During the past few decades, contamination of sediments by persistent toxic substances (PTSs) has been observed in estuarine and coastal areas on the west coast of South Korea. The contaminants are suspected to cause toxicities in aquatic biota, but little is known about their ecological effects, particularly on benthic microbial communities. In this study, an eDNA-based assessment was applied along with classic assessments of exposure, such as chemistry and in vitro bioassays, to evaluate condition of benthic bacterial communities subjected to PTSs. Two strategies were adopted for the study. One was to conduct a comprehensive assessment in space (by comparing seawater and freshwater sites at five coastal regions) and in time (by following change over a 5-y period). Although we found that bacterial composition varied among and within years, some phyla, such as Proteobacteria (28.7%), Actinobacteria (13.1%), Firmicutes (12.7%), and Chloroflexi (12.5%) were consistently dominated across the study regions. Certain bacterial groups, such as Firmicutes and Verrucomicrobia have been linked to contamination at some sites in the study area and at specific points in time. Bacterial communities were not significantly correlated with salinity or AhR- and ER-mediated potencies, whereas concentrations of PAHs, APs, and certain metals (Cd and Hg) exhibited significant associations to the structure of bacterial communities at the phylum level.

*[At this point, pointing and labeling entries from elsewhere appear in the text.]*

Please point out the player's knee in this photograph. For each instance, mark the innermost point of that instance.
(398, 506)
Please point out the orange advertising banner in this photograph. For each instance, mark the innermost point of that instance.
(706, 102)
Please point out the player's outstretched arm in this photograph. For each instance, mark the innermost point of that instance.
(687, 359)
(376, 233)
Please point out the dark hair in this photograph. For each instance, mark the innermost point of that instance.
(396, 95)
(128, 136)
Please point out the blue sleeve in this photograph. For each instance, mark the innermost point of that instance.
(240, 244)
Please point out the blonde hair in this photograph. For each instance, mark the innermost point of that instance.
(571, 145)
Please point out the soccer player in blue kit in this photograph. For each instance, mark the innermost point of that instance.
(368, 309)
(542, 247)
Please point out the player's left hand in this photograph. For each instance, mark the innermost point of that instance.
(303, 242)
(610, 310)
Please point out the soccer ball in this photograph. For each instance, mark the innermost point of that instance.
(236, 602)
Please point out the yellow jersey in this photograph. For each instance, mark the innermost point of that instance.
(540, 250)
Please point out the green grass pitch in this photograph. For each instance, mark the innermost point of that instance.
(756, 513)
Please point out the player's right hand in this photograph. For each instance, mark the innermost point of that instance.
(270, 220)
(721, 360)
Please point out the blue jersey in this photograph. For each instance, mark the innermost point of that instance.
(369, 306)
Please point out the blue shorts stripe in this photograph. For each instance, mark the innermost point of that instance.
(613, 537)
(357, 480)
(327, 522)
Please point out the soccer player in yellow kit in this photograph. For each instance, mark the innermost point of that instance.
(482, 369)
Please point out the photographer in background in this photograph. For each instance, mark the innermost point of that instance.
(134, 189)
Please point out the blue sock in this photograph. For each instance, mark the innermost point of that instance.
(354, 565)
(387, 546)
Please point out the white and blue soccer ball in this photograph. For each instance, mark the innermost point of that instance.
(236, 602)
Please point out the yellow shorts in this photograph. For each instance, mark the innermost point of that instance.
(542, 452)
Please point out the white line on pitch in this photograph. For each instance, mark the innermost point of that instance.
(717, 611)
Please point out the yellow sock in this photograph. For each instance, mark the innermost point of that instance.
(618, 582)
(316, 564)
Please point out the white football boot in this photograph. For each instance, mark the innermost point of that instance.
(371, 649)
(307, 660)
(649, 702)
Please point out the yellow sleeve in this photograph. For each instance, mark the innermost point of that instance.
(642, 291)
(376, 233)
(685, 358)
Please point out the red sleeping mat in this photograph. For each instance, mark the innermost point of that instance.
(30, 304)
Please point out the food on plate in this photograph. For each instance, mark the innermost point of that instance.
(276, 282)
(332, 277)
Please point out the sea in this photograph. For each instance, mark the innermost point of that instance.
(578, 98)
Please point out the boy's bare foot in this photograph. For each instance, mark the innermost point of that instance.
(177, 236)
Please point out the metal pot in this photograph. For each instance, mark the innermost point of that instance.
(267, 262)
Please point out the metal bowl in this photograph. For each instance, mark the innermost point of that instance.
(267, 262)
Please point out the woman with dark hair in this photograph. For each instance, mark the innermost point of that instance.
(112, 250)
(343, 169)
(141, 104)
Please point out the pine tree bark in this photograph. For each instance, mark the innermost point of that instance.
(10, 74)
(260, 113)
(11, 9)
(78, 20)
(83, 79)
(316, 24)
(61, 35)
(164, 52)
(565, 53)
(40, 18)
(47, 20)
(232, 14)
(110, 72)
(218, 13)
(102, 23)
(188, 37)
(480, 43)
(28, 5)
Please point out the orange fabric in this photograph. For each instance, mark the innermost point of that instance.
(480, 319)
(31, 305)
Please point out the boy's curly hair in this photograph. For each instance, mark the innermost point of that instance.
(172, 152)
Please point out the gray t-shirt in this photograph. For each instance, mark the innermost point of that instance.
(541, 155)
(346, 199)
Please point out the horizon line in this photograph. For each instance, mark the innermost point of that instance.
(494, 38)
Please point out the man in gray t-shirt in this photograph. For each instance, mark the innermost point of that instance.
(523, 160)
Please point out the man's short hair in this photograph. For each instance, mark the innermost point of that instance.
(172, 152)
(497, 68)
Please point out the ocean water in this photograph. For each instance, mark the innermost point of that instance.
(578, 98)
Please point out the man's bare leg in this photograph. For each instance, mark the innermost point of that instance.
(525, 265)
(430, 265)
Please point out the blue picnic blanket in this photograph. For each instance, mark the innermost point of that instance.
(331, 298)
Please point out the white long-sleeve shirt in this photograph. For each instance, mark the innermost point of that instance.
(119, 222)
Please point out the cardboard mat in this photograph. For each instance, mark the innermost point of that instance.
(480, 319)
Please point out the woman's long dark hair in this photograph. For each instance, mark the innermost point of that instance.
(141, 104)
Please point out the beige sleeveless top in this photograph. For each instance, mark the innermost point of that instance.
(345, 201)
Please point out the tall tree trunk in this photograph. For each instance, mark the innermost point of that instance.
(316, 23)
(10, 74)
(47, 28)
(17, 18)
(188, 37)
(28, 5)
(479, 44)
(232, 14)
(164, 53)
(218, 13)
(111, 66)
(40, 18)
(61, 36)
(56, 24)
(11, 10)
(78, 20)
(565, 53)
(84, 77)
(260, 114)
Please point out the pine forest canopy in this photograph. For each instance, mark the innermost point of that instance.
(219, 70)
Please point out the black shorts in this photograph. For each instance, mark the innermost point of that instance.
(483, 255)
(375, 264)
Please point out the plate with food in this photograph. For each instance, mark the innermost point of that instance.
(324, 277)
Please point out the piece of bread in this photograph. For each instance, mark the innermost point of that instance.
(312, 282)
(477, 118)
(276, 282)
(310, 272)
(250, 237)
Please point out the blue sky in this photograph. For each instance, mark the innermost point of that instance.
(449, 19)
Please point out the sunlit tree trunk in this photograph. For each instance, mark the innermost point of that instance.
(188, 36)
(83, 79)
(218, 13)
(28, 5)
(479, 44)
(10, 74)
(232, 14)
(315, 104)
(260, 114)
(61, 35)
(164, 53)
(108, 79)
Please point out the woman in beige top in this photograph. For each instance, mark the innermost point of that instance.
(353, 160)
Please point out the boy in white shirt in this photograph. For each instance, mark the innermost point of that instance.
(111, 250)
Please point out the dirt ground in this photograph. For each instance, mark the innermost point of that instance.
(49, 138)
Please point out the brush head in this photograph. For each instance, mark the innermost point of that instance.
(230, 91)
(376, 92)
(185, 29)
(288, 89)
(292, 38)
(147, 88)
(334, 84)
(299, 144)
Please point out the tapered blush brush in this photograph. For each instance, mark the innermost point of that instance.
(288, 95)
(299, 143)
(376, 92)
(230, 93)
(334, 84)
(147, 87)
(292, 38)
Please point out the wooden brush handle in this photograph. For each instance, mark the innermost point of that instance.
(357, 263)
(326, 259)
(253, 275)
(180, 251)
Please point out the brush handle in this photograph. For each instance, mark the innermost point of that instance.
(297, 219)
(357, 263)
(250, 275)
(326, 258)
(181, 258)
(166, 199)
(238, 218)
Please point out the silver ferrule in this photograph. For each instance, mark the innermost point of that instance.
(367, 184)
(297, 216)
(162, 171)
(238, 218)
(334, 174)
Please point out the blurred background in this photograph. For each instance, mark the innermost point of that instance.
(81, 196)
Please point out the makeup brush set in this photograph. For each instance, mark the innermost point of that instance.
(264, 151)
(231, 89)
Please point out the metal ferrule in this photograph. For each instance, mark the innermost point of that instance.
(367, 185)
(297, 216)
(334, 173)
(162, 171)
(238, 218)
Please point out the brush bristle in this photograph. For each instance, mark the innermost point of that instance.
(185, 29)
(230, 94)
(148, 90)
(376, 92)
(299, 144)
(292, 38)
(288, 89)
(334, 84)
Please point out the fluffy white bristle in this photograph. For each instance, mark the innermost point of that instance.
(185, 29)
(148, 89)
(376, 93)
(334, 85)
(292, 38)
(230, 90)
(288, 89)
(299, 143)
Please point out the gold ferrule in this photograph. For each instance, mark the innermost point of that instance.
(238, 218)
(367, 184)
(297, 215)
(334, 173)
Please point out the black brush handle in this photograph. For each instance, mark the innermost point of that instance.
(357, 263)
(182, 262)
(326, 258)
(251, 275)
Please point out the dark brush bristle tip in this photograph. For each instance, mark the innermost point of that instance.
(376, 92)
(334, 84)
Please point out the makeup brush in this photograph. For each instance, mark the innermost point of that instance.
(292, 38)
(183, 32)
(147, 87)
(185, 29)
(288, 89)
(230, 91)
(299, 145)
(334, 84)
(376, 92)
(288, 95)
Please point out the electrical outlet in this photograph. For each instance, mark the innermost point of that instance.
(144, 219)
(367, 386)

In fact, the relative abundance of microbes in the phylum Planctomycetes was significantly and negatively correlated with concentrations of PAHs and metals. Thus, the relative abundance of Planctomycetes could be used as an indicator of sedimentary contamination by PAHs and/or metals. Based on our correlation analyses, Cd and ER-mediated potencies were associated more with bacterial abundances at the class taxonomic level than were other PTSs and metals. Overall, the eDNA-based assessment was useful by augmenting more traditional measures of exposure and responses in a sediment triad approach and has potential as a more rapid screening tool.